クスリをやめてほしい。と、あなたの意志を尊重したい。の間で

大切な友人が違法薬物を使っているかもしれない。家族のような大切な友人だから、本当はやめてほしいと言いたい。だけど本人がそれでいいって思っているなら、その意思を尊重したい。だけど、でも……。どうすべきなのかわからない。どうしたいのかもよくわからない。

友人が心配だという気持ちと、相手の意思を尊重したいという考え。どちらも彼女にとって大切な価値観だからこそ、激しくぶつかり合って苦しい。

薬物をやめる、やめないを超えて、例えば友人が亡くなるときに、あなたはどういう人として覚えておいてほしいんだろう。どのあたりにあなたを感じてくれたらいいんだろう。

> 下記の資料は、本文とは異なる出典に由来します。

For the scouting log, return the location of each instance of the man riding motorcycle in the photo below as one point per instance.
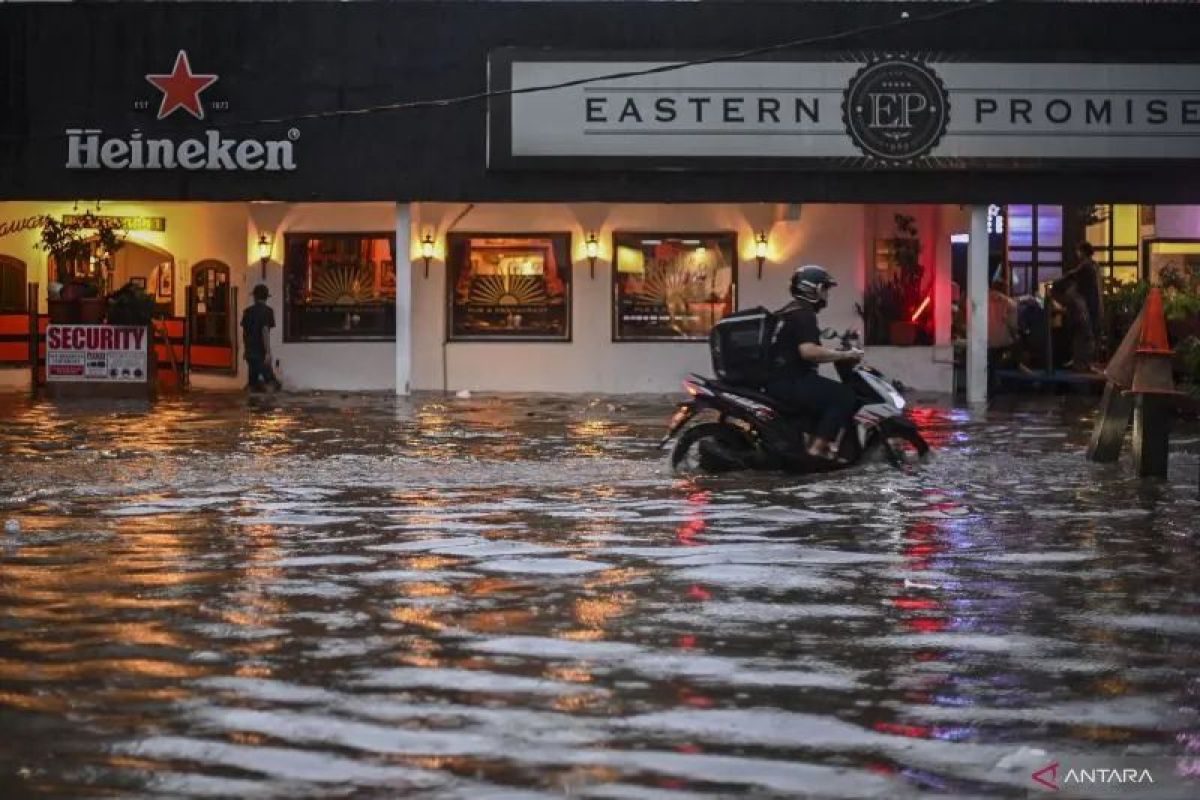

そんなことを考えているとき、「やっぱりやめてほしいって言いたい!」と彼女は言った。突然気づいたように顔を上げ、目には涙をいっぱい浮かべていた。

なんだかめちゃくちゃに胸を打たれた。私はその友人に何があったかは知らないけど、きっといろんな事情があって、いろんな心の隙間があって、クスリがそれを埋めてくれるような瞬間があったんじゃないだろうか。

だけどそれはほんの一瞬で、使うたびにむしろ虚しさは広がっていくばかりで、自分の頭や心が壊れていくことが怖くて仕方がない。だってこの頭や心が壊れたら、私って何なんだ。もはや”私が生きている”と言えるのか。

なのにまだ、私のために流される涙があるなんて。私が私でなくなっても、愛されることから逃れられないなんて。